I don't have any illusions. I look like a guy who should be burying barrels of drug money in the desert. I smile and sometimes wave, but I have a good idea what they're thinking and I don't blame them.

It's not like I could even make conversation. What would I say? "Look, see that house there? It used to be a different color," and they'll smile nervously and life is really too short for this. I stay on my side of the street and try not to use slang I don't understand.

If I felt compelled to say anything to younger people, it would be to apologize for all of this. I had nothing to do with COVID-19 or anything else that I can think of, but it's worse for them and we all know it. People my age got permission to do what we secretly wanted to anyway, stay away from crowds and eat everything. "Carpe panis!" we shout from our windows (rough translation: "Seize the sandwich") and wave at the delivery drivers, happy with the freedom to waddle around the living room.

Young people have, on the other hand, endured the longest time-out in their short lives. I'm honestly surprised they all haven't packed up and moved to another planet.

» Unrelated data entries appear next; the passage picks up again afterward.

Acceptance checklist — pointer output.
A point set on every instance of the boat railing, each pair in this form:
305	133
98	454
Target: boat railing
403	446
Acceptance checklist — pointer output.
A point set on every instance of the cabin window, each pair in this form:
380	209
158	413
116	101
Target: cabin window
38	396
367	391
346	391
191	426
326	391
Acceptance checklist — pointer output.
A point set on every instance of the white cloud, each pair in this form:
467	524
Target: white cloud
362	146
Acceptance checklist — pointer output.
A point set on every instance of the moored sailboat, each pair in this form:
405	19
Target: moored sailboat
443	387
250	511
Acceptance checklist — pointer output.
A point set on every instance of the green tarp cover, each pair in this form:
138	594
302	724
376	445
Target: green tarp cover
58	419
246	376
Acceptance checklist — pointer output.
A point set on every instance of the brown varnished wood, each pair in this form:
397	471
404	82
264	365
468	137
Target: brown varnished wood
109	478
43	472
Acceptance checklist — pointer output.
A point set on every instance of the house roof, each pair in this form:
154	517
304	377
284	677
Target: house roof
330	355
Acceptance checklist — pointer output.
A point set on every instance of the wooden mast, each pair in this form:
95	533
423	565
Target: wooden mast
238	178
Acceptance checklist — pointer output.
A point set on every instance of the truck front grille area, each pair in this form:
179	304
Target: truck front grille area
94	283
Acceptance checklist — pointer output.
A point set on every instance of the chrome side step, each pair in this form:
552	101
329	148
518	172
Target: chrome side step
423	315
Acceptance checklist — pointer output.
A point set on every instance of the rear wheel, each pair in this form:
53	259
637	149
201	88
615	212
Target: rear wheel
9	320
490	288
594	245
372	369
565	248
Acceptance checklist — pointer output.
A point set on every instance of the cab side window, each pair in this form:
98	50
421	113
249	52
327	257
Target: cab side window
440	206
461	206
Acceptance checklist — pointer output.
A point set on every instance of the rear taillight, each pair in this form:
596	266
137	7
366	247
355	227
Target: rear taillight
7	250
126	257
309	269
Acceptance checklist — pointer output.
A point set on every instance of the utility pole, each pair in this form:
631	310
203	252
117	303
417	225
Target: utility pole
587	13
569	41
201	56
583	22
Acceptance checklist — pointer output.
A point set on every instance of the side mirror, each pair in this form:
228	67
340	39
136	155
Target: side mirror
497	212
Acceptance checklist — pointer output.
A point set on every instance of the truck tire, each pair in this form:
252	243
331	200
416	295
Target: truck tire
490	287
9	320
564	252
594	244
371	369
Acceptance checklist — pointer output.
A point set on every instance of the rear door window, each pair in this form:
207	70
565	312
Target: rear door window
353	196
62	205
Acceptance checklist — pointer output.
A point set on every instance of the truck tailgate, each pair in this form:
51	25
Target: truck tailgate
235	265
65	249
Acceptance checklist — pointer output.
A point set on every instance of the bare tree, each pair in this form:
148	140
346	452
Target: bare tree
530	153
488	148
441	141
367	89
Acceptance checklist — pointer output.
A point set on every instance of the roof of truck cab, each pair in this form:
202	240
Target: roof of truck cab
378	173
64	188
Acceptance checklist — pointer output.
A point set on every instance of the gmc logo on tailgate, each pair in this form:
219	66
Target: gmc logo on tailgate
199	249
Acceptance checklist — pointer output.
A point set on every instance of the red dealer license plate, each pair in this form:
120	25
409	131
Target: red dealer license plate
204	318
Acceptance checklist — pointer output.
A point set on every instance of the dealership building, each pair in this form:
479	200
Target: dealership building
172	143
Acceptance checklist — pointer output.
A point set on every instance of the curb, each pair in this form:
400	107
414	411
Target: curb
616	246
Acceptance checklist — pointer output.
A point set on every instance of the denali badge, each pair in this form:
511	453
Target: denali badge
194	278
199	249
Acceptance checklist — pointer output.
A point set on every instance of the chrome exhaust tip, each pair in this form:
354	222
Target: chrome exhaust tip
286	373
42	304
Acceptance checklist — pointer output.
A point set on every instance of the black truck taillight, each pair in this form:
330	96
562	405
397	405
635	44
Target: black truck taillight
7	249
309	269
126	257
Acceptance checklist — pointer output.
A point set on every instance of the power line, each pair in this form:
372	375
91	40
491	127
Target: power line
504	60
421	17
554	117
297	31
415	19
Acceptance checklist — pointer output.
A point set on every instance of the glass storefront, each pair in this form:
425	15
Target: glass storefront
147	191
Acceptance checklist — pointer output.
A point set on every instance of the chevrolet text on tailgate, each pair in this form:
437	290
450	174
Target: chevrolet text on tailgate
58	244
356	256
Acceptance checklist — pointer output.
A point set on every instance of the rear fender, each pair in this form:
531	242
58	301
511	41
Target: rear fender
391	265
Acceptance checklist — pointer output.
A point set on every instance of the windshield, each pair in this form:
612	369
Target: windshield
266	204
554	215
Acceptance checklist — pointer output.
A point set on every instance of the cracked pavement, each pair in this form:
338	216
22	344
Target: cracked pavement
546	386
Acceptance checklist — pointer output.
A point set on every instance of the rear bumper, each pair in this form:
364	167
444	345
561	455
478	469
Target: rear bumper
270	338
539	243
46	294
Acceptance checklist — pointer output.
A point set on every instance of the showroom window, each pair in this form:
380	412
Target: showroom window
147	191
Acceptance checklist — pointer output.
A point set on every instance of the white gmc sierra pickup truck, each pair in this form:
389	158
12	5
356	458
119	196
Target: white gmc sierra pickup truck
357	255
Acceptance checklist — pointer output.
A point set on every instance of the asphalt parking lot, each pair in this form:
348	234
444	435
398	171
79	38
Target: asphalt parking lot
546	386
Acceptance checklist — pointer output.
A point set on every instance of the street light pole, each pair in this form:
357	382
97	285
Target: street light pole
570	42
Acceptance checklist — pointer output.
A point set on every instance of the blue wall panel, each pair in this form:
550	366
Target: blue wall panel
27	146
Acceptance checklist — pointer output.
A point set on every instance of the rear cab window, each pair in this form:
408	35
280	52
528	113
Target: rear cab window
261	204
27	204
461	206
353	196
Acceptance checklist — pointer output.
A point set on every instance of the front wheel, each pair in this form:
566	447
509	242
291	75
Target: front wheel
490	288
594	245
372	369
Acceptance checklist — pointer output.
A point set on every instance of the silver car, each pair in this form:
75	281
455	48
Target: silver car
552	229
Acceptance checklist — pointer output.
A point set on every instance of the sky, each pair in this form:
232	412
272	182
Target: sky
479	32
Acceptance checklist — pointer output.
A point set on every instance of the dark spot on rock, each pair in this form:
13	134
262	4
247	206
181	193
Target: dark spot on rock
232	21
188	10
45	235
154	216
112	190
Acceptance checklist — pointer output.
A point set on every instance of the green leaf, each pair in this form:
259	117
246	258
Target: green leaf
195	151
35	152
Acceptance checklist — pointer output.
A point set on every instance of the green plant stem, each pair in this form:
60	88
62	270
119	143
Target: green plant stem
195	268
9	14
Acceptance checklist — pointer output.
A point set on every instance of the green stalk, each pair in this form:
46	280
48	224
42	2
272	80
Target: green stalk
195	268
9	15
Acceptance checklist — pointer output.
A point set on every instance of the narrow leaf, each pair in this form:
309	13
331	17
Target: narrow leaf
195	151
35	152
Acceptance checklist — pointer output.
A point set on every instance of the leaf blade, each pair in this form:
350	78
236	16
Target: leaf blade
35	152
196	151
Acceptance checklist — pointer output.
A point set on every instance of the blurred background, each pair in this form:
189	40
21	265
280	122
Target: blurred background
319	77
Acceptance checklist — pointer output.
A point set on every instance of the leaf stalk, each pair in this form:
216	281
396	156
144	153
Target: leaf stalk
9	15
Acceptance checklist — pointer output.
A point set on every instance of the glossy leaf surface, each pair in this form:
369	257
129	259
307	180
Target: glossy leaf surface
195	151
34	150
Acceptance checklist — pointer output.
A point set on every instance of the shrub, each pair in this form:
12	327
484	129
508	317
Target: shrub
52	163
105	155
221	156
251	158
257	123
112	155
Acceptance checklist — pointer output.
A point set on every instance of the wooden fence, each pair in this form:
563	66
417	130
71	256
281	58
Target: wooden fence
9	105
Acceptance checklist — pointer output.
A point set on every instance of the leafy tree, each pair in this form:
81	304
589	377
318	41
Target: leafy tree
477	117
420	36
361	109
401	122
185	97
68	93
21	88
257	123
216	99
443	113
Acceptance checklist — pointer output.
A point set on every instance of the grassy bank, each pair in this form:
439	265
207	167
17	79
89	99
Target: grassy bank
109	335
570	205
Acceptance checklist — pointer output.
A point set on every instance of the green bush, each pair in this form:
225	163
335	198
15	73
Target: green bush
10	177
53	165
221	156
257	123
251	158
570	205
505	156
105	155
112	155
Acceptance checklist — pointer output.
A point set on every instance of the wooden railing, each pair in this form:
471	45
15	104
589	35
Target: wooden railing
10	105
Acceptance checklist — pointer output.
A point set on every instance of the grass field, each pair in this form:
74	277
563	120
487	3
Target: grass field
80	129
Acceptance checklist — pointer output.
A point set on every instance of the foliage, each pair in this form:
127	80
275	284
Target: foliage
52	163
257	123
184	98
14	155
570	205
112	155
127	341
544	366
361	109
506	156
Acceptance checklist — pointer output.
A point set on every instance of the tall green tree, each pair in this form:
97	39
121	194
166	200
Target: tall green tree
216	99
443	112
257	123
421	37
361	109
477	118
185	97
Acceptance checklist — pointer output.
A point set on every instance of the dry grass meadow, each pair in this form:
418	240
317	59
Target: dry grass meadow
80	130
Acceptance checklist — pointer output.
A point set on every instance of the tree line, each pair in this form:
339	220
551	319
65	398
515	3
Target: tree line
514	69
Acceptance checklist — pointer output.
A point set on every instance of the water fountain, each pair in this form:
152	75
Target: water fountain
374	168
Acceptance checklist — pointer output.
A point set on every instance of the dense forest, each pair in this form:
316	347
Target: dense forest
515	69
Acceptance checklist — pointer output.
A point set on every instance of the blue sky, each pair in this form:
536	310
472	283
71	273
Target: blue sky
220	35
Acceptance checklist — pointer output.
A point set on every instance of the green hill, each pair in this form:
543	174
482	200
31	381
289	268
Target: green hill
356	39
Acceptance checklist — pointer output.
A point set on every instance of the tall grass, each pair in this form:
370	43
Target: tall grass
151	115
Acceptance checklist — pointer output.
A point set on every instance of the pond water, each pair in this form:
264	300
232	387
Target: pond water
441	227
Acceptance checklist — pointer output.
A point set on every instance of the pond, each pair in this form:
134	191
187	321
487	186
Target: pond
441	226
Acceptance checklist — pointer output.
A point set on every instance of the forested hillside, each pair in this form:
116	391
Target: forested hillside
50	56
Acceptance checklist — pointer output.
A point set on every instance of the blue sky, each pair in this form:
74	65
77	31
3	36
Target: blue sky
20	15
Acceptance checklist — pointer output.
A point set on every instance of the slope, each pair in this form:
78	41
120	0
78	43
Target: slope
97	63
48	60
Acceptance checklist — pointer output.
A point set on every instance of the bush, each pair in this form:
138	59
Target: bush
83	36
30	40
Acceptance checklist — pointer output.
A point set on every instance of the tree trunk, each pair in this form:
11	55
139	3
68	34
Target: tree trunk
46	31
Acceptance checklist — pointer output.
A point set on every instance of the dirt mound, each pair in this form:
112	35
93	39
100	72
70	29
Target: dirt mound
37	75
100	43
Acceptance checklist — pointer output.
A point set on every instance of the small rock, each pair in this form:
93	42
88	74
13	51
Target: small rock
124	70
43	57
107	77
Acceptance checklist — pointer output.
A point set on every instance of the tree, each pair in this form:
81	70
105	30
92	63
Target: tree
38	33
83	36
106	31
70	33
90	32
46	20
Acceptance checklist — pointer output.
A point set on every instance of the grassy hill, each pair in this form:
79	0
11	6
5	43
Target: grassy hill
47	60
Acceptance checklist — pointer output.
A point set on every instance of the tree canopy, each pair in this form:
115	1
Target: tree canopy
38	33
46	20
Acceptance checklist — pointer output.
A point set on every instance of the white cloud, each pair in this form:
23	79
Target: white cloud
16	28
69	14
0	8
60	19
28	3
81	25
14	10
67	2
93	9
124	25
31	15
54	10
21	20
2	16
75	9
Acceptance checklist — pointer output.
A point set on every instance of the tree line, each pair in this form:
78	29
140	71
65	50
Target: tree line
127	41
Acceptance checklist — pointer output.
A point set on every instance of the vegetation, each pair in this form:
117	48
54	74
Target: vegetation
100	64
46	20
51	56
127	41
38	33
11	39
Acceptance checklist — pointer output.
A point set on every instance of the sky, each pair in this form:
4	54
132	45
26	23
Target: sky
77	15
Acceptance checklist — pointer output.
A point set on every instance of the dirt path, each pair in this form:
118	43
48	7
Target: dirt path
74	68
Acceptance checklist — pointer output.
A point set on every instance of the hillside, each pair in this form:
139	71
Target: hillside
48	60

But the day was too sunny, too full of movement and newness to be morose. I got a text message from an old friend, who mentioned that she'd been out and about, eating in lots of restaurants, and I almost replied, are you insane?

Eat in an enclosed space with strangers who talk loudly and chew with their mouths open?

It felt absurd to me, and absurd to be thinking it at the same time, and for some reason this cheered me up. My knee is going to jerk a million times over the next months and years, and I guess I'm just going to have to get out of the way.

I'll eat with strangers again, and rub elbows and wait in line. I'll talk to people without a piece of cloth over my mouth and nose, and maybe I'll go ahead and touch my face whenever I feel like it. It'll just take some time to get back to life, but life is what I'm interested in.

And a haircut, I suppose. That will probably get done this week, 18 months being long enough between snips, just so I don't frighten my mother, with whom I intend to spend Mother's Day like a regular person.

I'm going to go inside an airport and get on a plane, surrounded by strangers with unknown medical histories, packed and masked and probably not thinking twice about it.

Like my noisy knees, returning to something that looks vaguely familiar is going to go slowly and carefully, with plenty of creaking expected, but return we will, I promise.

It'll look a little different, but then it always does, and trust me, a sunny walk will do wonders. Just seize the sandwich and go.